CorporateSSL allows an organisation to issue and manage its own SSL server certificates, eliminating the need to involve a third party Certificate Service Provider in the routine administration. Certificates issued through CorporateSSL carry the same level of trust as those issued by GlobalSign itself. They are covered by the same insurance (GlobalSign Liability Program covering up to EUR37,500), have the same profile and are issued under the same conditions as described under the GlobalSign Certificate Practice Statement. Each SSL server certificate includes a Web seal ‘Secured by GlobalSign’ that asserts the security verification and certificate status.
GlobalSign is Europe’s leading Certificate Service Provider offering digital certificates and co-sourced PKI solutions. GlobalSign’s digital certificates allow individuals and businesses to secure e-mail communication, to conduct fully authenticated and confidential online business and to set-up trusted software distribution. GlobalSign also offers CorporateRA(tm), an out-of-the-box co-sourced PKI solution and a unique service called RootSign(tm) for corporate Certification Authorities who do not have their Root Certificate embedded in popular browsers.
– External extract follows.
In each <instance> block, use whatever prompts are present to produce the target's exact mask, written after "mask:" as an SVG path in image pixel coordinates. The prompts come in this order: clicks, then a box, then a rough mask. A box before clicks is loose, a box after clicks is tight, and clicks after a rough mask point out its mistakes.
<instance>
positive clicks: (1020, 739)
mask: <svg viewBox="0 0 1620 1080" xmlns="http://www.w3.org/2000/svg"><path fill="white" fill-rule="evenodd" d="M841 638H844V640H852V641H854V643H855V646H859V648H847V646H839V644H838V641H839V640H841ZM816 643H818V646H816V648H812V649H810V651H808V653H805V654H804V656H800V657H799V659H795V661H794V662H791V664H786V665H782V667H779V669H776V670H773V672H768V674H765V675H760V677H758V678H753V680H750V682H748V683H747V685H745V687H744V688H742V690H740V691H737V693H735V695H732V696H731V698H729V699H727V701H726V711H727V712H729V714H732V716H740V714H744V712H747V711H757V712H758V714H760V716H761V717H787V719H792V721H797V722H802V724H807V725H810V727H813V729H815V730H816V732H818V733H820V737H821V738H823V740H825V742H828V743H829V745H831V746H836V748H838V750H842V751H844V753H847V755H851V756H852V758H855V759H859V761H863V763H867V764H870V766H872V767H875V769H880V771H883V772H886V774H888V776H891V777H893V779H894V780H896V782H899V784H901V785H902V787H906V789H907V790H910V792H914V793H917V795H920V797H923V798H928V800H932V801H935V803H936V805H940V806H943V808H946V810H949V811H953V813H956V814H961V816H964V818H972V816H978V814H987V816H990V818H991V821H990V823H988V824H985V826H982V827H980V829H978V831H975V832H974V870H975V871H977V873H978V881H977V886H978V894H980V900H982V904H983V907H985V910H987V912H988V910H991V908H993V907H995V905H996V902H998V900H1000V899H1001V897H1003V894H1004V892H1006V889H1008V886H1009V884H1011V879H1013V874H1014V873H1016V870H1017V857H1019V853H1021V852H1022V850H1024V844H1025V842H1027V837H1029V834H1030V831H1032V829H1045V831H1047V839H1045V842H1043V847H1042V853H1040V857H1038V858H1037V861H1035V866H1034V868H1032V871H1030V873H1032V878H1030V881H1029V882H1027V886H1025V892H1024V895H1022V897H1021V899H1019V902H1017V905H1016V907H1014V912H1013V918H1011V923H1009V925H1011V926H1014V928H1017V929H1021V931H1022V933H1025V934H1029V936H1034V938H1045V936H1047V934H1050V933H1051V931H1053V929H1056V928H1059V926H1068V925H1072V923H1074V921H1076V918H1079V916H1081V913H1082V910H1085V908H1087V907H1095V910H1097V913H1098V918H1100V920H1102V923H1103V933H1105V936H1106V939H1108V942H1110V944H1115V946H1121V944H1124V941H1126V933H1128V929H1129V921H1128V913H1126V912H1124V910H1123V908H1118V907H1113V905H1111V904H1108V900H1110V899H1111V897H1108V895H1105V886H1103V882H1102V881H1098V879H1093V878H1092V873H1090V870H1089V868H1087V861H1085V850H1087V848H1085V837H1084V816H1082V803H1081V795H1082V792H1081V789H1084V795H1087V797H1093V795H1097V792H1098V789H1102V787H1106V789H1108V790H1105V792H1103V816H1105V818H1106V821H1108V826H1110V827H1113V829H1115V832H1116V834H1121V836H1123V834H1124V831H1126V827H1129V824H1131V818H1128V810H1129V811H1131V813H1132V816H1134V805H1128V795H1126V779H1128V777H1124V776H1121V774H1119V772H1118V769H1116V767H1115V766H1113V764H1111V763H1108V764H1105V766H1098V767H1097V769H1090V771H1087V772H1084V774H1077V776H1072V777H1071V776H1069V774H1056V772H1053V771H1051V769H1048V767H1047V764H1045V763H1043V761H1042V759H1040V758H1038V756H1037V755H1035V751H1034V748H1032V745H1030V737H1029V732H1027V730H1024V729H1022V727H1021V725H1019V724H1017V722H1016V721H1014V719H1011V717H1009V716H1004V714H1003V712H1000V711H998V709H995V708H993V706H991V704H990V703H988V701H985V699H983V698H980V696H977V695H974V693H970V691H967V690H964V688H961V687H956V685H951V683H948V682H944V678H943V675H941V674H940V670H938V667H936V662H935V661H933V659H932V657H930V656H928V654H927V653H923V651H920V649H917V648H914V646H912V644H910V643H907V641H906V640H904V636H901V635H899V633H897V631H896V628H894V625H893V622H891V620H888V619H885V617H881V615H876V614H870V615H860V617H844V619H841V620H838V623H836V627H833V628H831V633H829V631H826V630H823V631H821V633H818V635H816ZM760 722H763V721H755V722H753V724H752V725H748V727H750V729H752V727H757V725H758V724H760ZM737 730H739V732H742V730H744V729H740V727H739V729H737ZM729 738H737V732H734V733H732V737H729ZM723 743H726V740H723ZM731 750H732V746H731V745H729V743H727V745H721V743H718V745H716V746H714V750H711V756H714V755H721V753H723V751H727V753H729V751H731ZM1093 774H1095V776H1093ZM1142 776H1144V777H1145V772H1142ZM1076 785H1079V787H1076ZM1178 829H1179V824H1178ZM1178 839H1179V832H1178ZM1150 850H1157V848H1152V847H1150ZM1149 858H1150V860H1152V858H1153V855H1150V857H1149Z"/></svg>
GlobalSign’s public root key is embedded by default in all major Internet applications such as e-mail clients and browsers. Consequently, GlobalSign certificates are globally accepted and are not limited by any application, geographic area or business sector. Furthermore GlobalSign is one of the few Certification Authorities in the world that attained the WebTrust accreditation level. GlobalSign is part of the Ubizen group. Ubizen has a majority stake of 91% in GlobalSign.